Bölge İdare Mahkemesi kararının özeti: İstinaf başvurusuna konu Vergi Mahkemesi kararının hukuka ve usule uygun olduğu ve davalı idare tarafından ileri sürülen iddiaların söz konusu kararın kaldırılmasını sağlayacak nitelikte görülmediği belirtilerek 2577 sayılı İdari Yargılama Usulü Kanun'nun 45. maddesinin 3. fıkrası uyarınca istinaf başvurusunun reddine karar verilmiştir.
TEMYİZ EDENİN İDDİALARI: Asıl borçlu şirkete usulüne uygun bir şekilde ödeme emri gönderilmiş, haciz tatbik edilmiş olup şirketin resen terk olması nedeniyle şirket ortağı sıfatıyla düzenlenen ödeme emirlerinin hukuka uygun olduğu gerekçesiyle kararın aleyhine olan kısmının kaldırılması gerektiği iddiasıyla kararın bozulması istenilmektedir.
KARŞI TARAFIN SAVUNMASI: Savunma verilmemiştir.
DANIŞTAY TETKİK HÂKİMİ ...'İN DÜŞÜNCESİ: Temyiz isteminin reddi ile usul ve yasaya uygun olan Bölge İdare Mahkemesi kararının onanması gerektiği düşünülmektedir.
TÜRK MİLLETİ ADINA
Karar veren Danıştay Dokuzuncu Dairesince, Tetkik Hâkiminin açıklamaları dinlendikten ve dosyadaki belgeler incelendikten sonra gereği görüşüldü:
HUKUKİ DEĞERLENDİRME:
Bölge idare mahkemelerinin nihai kararlarının temyizen bozulması, 2577 sayılı İdari Yargılama Usulü Kanunu'nun 49. maddesinde yer alan sebeplerden birinin varlığı hâlinde mümkündür.
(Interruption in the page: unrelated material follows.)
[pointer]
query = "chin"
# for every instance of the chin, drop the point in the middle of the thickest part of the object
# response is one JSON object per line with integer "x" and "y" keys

Temyizen incelenen karar usul ve hukuka uygun olup, dilekçede ileri sürülen temyiz nedenleri kararın bozulmasını gerektirecek nitelikte görülmemiştir.
KARAR SONUCU:
Açıklanan nedenlerle;
1.Davalının temyiz isteminin reddine,
2.Davanın yukarıda özetlenen gerekçeyle kısmen kabulüne, kısmen incelenmeksizin reddine ilişkin Vergi Mahkemesi kararına yönelik istinaf başvurusunun reddi yolundaki ... Bölge İdare Mahkemesi ... Vergi Dava Dairesinin ...tarih ve E:..., K:... sayılı kararının ONANMASINA,
3.2577 sayılı İdari Yargılama Usulü Kanunu'nun 50. maddesi uyarınca, onama kararının taraflara tebliğini ve bir örneğinin de ... Bölge İdare Mahkemesi ... Vergi Dava Dairesine gönderilmesini teminen dosyanın ... Vergi Mahkemesine gönderilmesine, 22/03/2022 tarihinde kesin olarak oybirliğiyle karar verildi.